Why are free variables free?

Consider this system of equations: $$ \begin{cases} x+y+z = 2 \\ x-y-z = 0 \end{cases} $$ If we convert it to a matrix, we get $$ \begin{bmatrix} 1 & 1 & 1 & 2 \\ 1 & -1 & -1 & 0 \end{bmatrix} $$ which reduces to $$ \begin{bmatrix} 1 & 0 & 0 & 1 \\ 0 & 1 & \boxed{1} & 1 \end{bmatrix} $$ which indicates that our original system can be rewritten $$ \begin{cases} x &= 1 \\ y + z &= 1 \end{cases} $$ with $z$ being "free".

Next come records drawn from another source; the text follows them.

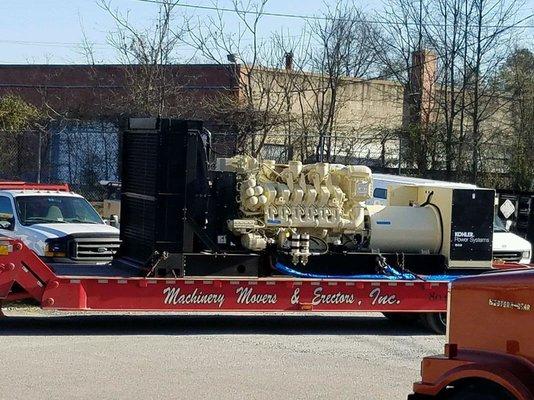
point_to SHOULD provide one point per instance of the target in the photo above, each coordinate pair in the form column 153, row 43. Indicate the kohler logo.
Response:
column 464, row 234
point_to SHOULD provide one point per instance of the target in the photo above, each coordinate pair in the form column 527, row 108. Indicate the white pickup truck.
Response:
column 58, row 225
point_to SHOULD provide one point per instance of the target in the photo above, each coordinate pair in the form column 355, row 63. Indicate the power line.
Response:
column 51, row 44
column 320, row 18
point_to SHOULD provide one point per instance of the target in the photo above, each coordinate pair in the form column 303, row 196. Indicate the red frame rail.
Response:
column 18, row 264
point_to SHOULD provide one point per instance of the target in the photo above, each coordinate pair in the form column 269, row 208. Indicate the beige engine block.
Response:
column 288, row 202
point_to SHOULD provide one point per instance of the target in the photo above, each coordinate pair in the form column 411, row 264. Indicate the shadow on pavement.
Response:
column 95, row 325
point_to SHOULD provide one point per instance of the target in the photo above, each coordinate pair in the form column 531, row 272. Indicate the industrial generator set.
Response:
column 187, row 212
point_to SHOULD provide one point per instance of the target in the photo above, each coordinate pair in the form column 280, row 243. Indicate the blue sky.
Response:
column 48, row 31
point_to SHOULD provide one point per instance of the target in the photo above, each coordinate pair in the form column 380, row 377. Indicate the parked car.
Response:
column 58, row 225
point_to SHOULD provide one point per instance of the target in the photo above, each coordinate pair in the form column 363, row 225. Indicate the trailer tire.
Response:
column 401, row 318
column 436, row 322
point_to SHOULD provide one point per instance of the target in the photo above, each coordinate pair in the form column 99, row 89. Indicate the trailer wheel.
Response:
column 436, row 322
column 401, row 318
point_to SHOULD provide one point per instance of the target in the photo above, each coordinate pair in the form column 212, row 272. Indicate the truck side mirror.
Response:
column 114, row 220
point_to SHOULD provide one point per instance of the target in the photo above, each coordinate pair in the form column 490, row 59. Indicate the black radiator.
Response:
column 164, row 187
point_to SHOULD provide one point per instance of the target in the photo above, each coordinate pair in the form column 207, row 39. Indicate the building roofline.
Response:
column 104, row 65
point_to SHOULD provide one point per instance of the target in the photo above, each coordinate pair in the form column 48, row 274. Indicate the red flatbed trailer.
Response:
column 22, row 270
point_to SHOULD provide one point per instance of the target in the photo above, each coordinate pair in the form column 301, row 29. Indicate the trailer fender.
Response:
column 512, row 375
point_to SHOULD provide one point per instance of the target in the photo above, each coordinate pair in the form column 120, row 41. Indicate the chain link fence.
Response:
column 85, row 153
column 79, row 153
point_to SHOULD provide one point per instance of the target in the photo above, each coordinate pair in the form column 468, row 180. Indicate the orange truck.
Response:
column 490, row 350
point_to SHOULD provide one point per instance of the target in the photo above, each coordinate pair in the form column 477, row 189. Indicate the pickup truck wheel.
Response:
column 436, row 322
column 401, row 318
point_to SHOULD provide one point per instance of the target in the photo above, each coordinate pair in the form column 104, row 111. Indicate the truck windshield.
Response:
column 55, row 209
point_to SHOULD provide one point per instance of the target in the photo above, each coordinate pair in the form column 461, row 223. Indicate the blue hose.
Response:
column 392, row 275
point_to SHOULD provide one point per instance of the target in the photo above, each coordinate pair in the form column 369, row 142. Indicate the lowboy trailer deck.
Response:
column 23, row 275
column 103, row 288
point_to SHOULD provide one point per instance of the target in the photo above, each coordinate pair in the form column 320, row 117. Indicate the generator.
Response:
column 186, row 212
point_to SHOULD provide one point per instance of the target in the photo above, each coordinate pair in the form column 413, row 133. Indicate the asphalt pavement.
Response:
column 364, row 356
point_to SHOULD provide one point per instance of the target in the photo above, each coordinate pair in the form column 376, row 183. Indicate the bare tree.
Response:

Now recall what it means for a set of values $(x,y,z)$ to be a solution to our system: It means if we plug in those values for $x$, $y$, and $z$ all the equations are satisfied. Hence $(1,1,0)$ is a solution, whereas $(2,1,1)$ is not (because the second equation becomes false).

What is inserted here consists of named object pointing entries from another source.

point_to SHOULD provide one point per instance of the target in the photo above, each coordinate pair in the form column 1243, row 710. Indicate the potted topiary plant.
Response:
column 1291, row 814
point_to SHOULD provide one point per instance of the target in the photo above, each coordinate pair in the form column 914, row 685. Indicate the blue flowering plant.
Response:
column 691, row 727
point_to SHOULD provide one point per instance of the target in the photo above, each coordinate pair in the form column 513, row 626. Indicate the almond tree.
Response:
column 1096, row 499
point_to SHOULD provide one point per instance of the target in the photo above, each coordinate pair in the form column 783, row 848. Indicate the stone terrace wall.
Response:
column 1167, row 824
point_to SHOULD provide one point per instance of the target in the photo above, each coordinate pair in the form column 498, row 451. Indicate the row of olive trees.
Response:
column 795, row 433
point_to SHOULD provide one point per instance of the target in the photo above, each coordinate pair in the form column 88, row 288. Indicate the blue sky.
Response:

When we simplified our system down to $$ \begin{cases} x &= 1 \\ y + z &= 1 \end{cases} $$ we learn that any solution to the system must have $x=1$, but the only other restriction is that $y+z=1$. Any pair of $y$ and $z$ that add to $1$ will work as a solution (alongside $x=1$). How can we find such $(y,z)$ pairs? We can let one of the variables be "free" to be any value, and then solve for the other variable. In this case, we choose $z$ to be free. So if I choose $z=1$, then I can solve for $y=0$. If $z=2$, then $y=-1$. In general, if $z=t$, then $y = 1-t$.

So then we can characterize any solution to our system by saying it must have this form: $$ (x,y,z) = (1,\ 1-t,\ t) $$ where $t$ is free to be anything, and its value determines $y$. Using free variables allows us to write an explicit formula that can compute all the solutions of our system.